Rapport de la Cour des comptes

La colère noire de Simon

 

Vendredi dernier, pendant la conférence de presse du maire de la commune de Ouaga à l’hôtel de ville de ladite ville, les invités ne se sont pas du tout ennuyés. Il y avait une ambiance d’autant plus prévisible qu’ils avaient en face d’eux un tribun, Simon Compaoré, qui a piqué une de ces colères. «J’ai pris acte. MAIS…». C’est en ces mots que l’on peut résumer l’accueil réservé par le maire de la ville au rapport public 2005 de la Cour des comptes, qui avait épinglé la procédure de réhabilitation de l’hôtel de ville. 

 

Dans les invitations, il était précisé que les retrouvailles avec Simon et les maires d’arrondissements entraient dans le cadre des échanges périodiques avec les hommes de médias. Mais c’est évident que là où beaucoup attendaient le maire de la ville de Ouagadougou, c’est sur le contenu du rapport de la Cour des comptes, qui allait être certainement le plat de résistance en cette matinée de vendredi. Comme pour mettre les journalistes en appétit, le maire leur a d’abord servi les petits plats suivants : état de la réhabilitation du marché Rood Woko, aménagement des quartiers périphériques, réhabilitation de la nouvelle Maison des jeunes, de la maternité du secteur 19, plan d’adressage, réhabilitation du siège de l’Etat civil central, récentes missions à l’extérieur, opération «Ouaga la verte». Les maires d’arrondissements ont également fait un bref exposé sur les opérations de lotissement dans leurs zones respectives et l’état de leurs caisses. L’une des bonnes nouvelles, surtout pour les commerçants, c’est le dépouillement des appels d’offres pour la réhabilitation de Rood Woko, qui a été effectué le mercredi 18 juillet dernier et qui a désigné l’entreprise «Sol Confort et Décor» (qui avait perdu le marché de réfection de la mairie face à Fadoul Technibois)  pour sa reconstruction. Cette réhabilitation  coûtera 2 431 998 855 FCFA. Le plus intéressant dans tout cela est que l’organisme qui finance, l’Agence française de développement (AFD), a donné son feu vert. A écouter le maire, il ne reste plus qu’à lancer les travaux.

 

La preuve par les correspondances

 

Une fois la première tranche de questions sur ces sujets épuisée, le thème tant attendu est enfin arrivé : le rapport de la Cours des comptes. En rappel, les différentes démarches pour la réhabilitation de l’hôtel de ville ont abouti à la passation d’un marché entre la mairie et l’entreprise Fadoul Technibois pour l’exécution de travaux de réhabilitation d’un montant de 1 050 000 000 de francs CFA TTC. Comme concurrente, de Fadoul Technibois, il y avait l’entreprise Sol Confort et Décor (SCD) qui proposait 1 001 207 271 FCFA TTC. Et la Cour de se demander pourquoi après avoir retenu, dans un premier temps, l’offre de SCD comme la plus avantageuse pour l’administration du point de vue technique et financier, la commission d’attribution a préféré jeter son dévolu sur Fadoul Technibois ; et deux ans après, la réception du bâtiment n’était pas encore faite. Le contrôle effectué sur ce marché a révélé des irrégularités à différents niveaux du processus, à savoir dans : la désignation du maître d’œuvre, l’organisation de l’appel d’offres, le dépouillement des offres, l’enregistrement du marché et l’exécution des travaux.

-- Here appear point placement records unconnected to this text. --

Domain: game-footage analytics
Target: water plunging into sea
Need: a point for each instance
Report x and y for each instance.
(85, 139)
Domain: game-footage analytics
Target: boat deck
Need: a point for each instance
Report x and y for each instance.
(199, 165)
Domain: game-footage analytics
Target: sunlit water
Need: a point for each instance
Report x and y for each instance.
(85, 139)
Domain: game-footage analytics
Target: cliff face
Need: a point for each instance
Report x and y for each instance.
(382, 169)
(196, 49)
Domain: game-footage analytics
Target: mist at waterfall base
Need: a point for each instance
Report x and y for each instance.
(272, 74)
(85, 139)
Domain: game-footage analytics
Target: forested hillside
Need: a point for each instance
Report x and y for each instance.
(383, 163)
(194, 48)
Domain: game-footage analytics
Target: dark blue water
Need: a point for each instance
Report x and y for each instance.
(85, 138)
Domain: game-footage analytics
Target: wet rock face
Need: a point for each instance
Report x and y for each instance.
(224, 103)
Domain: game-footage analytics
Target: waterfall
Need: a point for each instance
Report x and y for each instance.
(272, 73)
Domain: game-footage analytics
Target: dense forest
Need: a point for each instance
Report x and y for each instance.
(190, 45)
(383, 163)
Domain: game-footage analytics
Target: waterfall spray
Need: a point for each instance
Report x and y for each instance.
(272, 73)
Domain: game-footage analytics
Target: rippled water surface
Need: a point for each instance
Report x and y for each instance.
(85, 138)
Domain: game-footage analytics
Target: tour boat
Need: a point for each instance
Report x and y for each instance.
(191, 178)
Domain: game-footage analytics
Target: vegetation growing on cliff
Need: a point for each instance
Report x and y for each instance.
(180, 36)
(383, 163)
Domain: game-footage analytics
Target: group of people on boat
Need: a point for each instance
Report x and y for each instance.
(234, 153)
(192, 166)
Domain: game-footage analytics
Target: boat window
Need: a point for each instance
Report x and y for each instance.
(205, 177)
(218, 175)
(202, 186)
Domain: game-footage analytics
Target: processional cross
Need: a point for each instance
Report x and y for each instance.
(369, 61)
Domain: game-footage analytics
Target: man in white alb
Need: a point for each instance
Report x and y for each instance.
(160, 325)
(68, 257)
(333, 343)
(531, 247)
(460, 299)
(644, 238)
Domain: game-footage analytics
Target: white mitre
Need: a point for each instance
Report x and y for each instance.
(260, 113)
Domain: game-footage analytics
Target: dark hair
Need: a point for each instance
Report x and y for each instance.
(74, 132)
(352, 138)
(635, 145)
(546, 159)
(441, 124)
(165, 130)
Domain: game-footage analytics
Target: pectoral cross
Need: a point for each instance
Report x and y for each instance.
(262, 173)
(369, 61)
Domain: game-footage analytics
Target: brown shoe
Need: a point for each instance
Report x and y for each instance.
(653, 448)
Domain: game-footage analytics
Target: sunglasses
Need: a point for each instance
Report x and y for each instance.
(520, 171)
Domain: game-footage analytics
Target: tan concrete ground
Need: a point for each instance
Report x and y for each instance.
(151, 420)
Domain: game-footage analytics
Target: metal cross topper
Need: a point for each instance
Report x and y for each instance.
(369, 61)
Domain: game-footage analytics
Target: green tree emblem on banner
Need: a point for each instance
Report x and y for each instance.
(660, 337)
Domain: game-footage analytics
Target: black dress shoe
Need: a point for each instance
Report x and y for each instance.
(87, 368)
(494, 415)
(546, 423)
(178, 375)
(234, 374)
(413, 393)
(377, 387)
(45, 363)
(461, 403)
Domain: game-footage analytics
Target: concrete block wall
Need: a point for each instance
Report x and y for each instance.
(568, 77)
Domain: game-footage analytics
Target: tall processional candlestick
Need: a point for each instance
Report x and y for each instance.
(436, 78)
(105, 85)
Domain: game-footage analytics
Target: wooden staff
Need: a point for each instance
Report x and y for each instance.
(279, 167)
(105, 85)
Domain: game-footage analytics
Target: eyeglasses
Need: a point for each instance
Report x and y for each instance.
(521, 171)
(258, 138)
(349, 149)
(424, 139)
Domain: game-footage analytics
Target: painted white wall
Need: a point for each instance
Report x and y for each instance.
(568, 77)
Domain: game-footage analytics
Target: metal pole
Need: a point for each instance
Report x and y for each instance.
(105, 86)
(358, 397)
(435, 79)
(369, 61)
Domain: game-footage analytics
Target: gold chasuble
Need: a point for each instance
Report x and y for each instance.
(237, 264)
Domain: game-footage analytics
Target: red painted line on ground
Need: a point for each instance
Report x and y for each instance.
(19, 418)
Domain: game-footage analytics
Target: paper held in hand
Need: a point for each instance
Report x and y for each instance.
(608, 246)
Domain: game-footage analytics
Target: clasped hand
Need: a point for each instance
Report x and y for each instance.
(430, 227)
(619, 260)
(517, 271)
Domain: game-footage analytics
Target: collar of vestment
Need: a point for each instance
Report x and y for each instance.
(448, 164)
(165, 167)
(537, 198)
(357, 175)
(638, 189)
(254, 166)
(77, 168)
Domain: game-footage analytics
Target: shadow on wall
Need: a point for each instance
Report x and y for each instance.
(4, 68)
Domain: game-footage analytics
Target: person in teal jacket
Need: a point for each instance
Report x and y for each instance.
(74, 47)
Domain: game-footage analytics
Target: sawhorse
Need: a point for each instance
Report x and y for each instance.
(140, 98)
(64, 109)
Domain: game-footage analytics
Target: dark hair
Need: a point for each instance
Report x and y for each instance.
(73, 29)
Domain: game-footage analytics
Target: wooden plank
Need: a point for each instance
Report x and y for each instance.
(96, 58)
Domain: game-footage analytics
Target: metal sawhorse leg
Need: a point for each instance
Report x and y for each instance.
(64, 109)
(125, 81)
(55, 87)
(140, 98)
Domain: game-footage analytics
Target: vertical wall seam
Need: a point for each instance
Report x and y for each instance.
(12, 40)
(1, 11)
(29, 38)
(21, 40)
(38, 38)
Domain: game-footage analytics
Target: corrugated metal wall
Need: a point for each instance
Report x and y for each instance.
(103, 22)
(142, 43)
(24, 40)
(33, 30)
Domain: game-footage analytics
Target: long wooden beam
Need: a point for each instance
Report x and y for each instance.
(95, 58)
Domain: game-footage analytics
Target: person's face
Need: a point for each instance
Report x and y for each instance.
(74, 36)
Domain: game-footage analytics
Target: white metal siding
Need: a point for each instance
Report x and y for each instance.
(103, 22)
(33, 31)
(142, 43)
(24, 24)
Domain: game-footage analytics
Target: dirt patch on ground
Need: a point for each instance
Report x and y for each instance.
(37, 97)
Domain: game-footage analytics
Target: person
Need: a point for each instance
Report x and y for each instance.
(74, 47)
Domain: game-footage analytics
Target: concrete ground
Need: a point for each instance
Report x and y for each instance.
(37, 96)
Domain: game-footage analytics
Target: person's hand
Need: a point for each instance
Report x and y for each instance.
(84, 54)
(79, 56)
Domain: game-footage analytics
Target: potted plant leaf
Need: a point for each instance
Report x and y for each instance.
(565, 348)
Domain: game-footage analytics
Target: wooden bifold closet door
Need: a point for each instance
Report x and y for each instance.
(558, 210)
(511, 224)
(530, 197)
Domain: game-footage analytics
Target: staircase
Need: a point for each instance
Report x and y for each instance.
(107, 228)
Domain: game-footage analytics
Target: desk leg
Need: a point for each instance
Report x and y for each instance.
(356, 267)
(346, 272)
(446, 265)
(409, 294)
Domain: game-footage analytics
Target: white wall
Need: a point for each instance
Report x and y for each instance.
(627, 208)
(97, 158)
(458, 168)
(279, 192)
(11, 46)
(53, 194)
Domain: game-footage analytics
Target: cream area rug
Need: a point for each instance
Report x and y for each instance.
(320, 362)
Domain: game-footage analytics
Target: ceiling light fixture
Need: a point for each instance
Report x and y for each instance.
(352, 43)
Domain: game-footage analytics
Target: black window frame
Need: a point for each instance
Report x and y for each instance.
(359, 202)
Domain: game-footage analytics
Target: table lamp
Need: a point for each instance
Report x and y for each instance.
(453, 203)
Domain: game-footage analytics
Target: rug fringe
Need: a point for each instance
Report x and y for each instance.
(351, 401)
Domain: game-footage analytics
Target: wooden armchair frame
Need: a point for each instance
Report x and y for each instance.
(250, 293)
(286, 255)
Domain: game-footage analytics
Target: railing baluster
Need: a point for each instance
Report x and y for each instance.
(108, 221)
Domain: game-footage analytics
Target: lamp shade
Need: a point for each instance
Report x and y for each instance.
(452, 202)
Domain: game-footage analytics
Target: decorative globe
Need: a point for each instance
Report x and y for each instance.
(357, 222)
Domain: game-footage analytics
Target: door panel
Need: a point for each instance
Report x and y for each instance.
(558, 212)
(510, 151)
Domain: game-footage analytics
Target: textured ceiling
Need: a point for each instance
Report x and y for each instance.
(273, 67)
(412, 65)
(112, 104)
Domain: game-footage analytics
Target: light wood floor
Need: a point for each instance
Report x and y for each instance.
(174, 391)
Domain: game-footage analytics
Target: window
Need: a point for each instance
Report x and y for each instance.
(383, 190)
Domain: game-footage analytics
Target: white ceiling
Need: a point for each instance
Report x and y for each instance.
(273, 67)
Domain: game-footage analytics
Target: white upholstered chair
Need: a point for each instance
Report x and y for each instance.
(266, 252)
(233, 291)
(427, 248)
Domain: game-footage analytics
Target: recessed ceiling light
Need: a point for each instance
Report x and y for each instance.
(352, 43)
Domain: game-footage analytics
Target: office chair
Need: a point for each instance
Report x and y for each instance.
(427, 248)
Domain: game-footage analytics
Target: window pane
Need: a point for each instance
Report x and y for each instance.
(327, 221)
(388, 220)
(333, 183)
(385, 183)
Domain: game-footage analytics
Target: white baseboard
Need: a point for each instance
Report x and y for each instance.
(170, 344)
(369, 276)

Avant d’aborder ce vaste programme, le principal animateur du jour, avec cet air cérémonieux non dénué d’humour, a commencé par se débarrasser de sa veste. Il a tout de suite balayé d’un revers de la main la polémique sur le coût et l’opportunité de cette réfection : «Je vous rappelle qu’il est plus difficile de réhabiliter que de reconstruire. Mais je ne reviendrai pas sur ceux qui pensent qu’il fallait carrément construire un nouveau bâtiment. C’est l’instance communale qui en a décidé ainsi. Un point un trait». Et il a rappelé la nécessité de la préservation des patrimoines architecturaux comme la mairie de Ouagadougou et de bien d’autres édifices historiques. «Aujourd’hui, si vous dites de détruire le bâtiment principal de l’ancienne gare de Bobo pour reconstruire, vous trouverez beaucoup de gens sur votre chemin». Pour prouver qu’il a bien accueilli les conclusions de la Cour des comptes, le maire de Ouagadougou s’est aussitôt lancé sur la lecture d’extraits, souvent même dans leur intégralité, de multiples correspondances officielles qu’il a eues avec le premier président de la Cour des comptes, Boureima Pierre Nébié. Durant tout son exposé, il a tenu à préciser qu’il ne conteste et qu’il n’a d’ailleurs jamais contesté le contenu du rapport, encore moins la crédibilité de l’institution qui l’a rédigé. Au contraire ! Pour illustrer cela, il a lu sa lettre en date du 4 novembre 2004 adressée au Président de l’institution, correspondance dans laquelle il a positivement apprécié la mission de contrôle budgétaire et de gestion effectuée dans ses services: «…Je voudrais même vous exprimer ma satisfaction dans la mesure où ce genre de contrôle est formateur, pédagogique, et invite les ordonnateurs qui sont soucieux des résultats au respect des procédures. Je souhaite donc que votre mission de contrôle s’exerce assez fréquemment dans la Commune de Ouagadougou qui a la chance d’être à côté de vous. Tout en assumant toutes les erreurs qui ont pu être constatées dans la conduite de ce dossier, je me réjouis aussi, malgré l’absence de compétences (spécialistes de passations de marchés publics), des améliorations progressives faites dans ce domaine depuis la première mandature».

 

«On ne vend pas l’honneur en pharmacie»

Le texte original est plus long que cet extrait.